ONE
“Are you up?”
A dry, ragged grumble comes out of my phone’s speaker before Zwe’s empty shell of a voice mumbles, “No.”
“Can I come in?”
Another grumble. “It’s … one forty-seven.”
Whirling my chair around, I jump to my feet and, still feeling the buzz from my two post-dinner iced coffees, practically skip out of my office. “I know. But you won’t believe what I just did.”
“Unless it’s set the kitchen on fire, I don’t—” He pauses. “That better be a masked intruder knocking at my door.”
“I’m coming in! Be decent!” I say, hand already turning the doorknob. “And if you’re not, get under the covers.”
I leave Zwe’s bedroom door ajar behind me so that the living room light can stream in. Shirtless, he hauls himself up into a sitting position, both knuckles rubbing at his barely open eyes. “Please tell me you found out that the apocalypse has arrived and you’ve come to say a final goodbye.

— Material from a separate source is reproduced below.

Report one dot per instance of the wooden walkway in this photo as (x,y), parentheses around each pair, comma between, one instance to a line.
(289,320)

Because otherwise—”
I plop myself down at the foot of his bed, facing him. “What are you doing next Friday?”
“Obviously now hosting interviews for a new roommate,” he mutters, shoulders hunched. I can just make out the utter contempt that flashes across his eyes. Still grinning, I scoot myself closer across the duvet.
“Well, you’re going to have to push those auditions back three weeks, baby, because we’re going away!”
“My god, you are loud at two A.M.”
“That’s what all my lovers have told me!” I yell, even louder.
His shoulders vibrate with his chuckle. “Okay, okay, I’m awake. Now, run this by me again? Is this the plot of your next book?”
I shake my head. “No, but it’s book-adjacent. I, your best friend on this whole entire planet, in this lifetime and the next, have booked us a two-week-long, all-inclusive trip to—” I scrunch my gaze up at the ceiling, concentrating to make sure I get this right. “— Sertulu. It’s this tiny island located near the Philippines, like somewhere to the right.” I point to my own right to really solidify my geographical description.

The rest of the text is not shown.